On Friday, 1 August 2014 at 21:36:14 UTC, Chris Cain wrote:
> On Friday, 1 August 2014 at 07:51:32 UTC, Andrew Godfrey wrote:
>> Going through other .dd files, I found an error in 
>> expression.dd.
>> It says "For static or dynamic arrays, identity is defined as 
>> referring
>> to the same array elements and the same number of elements."
>>
>> Well, in fact:
>>
>> unittest {
>>    // expression.dd says that equality AND IDENTITY compare 
>> elements and sizes, for both "static and dynamic arrays". Gaah!
>>
>>    int[] a = new int[3];
>>    int[] b = new int[3];
>>    assert(a == b);
>>    assert(a !is b); // Nope! The doc is wrong!
>>
>>    // So then:
>>
>>    b = a;
>>    assert(b is a); // Now b points to a, and 'is' does what 
>> I'd expect.
>>    // But evidently it's because it compared the array 
>> references - not
>>    // the elements and sizes!
>> }
>>
>> I would NOT recommend updating the compiler to match what the 
>> doc says.
>> The current behavior is consistent with how assignment to an 
>> array reference behaves.
>
> I think the docs might can be cleared up in this regard, but 
> from my reading, the docs are correct on this.
>
>     int[] a = new int[3];
> and
>     int[] b = new int[3];
>
> Do not refer to the same elements.
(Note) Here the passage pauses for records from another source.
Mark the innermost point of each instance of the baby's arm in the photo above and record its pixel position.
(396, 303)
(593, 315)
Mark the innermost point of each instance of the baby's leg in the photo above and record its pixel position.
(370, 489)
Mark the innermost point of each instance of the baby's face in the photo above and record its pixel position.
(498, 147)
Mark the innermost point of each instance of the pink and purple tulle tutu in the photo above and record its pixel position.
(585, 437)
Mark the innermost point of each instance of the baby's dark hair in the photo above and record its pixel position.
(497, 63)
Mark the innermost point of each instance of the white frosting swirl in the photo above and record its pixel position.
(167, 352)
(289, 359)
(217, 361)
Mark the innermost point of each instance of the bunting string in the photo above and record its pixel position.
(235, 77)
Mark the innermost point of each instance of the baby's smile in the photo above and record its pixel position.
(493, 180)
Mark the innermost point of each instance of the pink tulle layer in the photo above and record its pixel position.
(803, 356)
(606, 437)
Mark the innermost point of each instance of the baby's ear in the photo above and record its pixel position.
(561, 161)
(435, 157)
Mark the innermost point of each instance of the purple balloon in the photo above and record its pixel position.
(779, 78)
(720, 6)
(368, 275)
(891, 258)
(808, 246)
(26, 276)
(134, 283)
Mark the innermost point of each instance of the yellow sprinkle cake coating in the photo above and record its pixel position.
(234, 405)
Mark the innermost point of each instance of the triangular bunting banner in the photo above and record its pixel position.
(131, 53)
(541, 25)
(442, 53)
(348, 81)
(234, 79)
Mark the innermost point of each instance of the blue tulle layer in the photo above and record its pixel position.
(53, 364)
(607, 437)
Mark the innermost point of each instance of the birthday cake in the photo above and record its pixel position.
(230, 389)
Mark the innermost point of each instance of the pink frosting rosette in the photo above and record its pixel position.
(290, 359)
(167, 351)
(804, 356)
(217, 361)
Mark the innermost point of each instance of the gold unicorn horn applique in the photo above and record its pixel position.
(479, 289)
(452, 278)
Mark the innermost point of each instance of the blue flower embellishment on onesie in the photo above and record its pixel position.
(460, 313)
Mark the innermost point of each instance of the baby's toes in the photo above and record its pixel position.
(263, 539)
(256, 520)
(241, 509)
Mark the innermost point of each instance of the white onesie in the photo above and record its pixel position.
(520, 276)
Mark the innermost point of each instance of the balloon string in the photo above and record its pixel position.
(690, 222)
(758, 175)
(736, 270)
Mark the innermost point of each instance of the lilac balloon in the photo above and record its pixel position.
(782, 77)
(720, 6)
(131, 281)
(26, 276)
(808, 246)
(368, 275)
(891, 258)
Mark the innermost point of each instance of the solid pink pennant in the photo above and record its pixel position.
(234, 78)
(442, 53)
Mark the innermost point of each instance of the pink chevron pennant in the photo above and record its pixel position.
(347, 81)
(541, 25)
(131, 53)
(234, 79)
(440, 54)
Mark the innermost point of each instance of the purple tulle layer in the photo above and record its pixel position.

They are two different 
> allocations that happen to look alike and compare equal, but 
> they aren't referring to the same point in memory.
>
> To prove this, you can simply do `a[0] = 1;` ... did `b[0]` 
> "change" as well? (No). Then they couldn't possibly have been 
> referring to the same thing.
>
> What the docs are saying by "referring to the same array 
> elements and the same number of elements": basically, an array 
> in D is simply a pointer + length struct. The `is` operator 
> essentially does a bitwise compare, so naturally `a is b` only 
> returns true when they are bitwise identical structs, which 
> must mean they are the same in both pointer and in length, 
> which naturally means that `a == b` as well. There's no need to 
> compare elements since there's no way something doesn't equal 
> itself unless some weird trickery is going on (concurrent 
> modification?).
>
> You can imagine `is` to mean `a.ptr == b.ptr && a.length == 
> b.length` (or that they refer to the same array and they have 
> the same number of elements), but implemented in what is 
> probably a more efficient manner.

Yes, I was a bit terse in my previous retraction (was low on 
time). I realized this is what the doc was actually saying. The 
edit in the PR stands, but my description of it as fixing an 
"error" is incorrect.
The language was just a bit confusing, perhaps.
I am unable to fix the PR description at the moment but that 
shouldn't prevent review of the PR itself.